Neste capítulo – o da formação de toxicodependentes emocionais – e em muitos outros capítulos, a RTP não foge à regra: ferozmente concorre com o esterco sem qualquer pudor nem vergonha, enfiando diplomaticamente na gaveta o conceito de serviço público. A filosofia é esta: se eles descem baixo, nós descemos mais abaixo ainda.

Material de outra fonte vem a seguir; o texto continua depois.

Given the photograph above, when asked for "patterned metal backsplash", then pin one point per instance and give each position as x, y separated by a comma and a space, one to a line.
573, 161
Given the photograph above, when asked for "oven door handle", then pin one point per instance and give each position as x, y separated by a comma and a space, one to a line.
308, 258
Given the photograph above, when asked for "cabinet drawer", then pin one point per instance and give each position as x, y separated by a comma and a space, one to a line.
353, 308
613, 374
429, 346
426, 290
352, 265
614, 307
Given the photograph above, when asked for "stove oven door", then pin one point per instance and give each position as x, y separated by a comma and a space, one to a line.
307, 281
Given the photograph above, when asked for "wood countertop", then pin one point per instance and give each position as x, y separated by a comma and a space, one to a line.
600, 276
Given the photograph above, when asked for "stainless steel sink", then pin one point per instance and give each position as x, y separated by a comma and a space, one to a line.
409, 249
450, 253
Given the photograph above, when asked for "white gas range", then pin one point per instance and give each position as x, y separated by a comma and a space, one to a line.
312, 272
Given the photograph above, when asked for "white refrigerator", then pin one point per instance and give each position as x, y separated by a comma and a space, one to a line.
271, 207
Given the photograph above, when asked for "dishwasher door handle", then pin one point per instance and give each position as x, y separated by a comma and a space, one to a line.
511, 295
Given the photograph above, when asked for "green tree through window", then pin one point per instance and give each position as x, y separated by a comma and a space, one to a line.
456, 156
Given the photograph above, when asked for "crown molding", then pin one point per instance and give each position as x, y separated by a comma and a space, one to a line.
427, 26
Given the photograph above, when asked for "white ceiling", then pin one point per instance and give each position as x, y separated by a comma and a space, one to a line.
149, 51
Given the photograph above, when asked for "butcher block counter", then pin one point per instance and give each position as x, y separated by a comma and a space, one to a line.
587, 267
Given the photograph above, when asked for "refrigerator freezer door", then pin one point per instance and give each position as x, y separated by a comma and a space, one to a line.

Temos agora, por exemplo, o cinéfilo Mário A., importado da SIC em tempo recorde (e certamente não foi porque na televisão pública passasse a auferir de salário mais baixo), a prestar esse gigantesco serviço público que é entrevistar estrelas do Hollywood e promover filmes de milionário orçamento (quantas das vezes de dúbia qualidade), como se isso acrescentasse uma pevide que fosse ao interesse nacional. Aliás, aquilo na RTP é um regabofe. A quantidade de comentadores ao seu serviço e, por conseguinte, na sua folha de pagamentos, chega a assustar. Eu, que raramente vejo televisão, já lhes perdi a conta. Sabem uma coisa? A continuar assim, privatize-se a dita. E ontem já era tarde.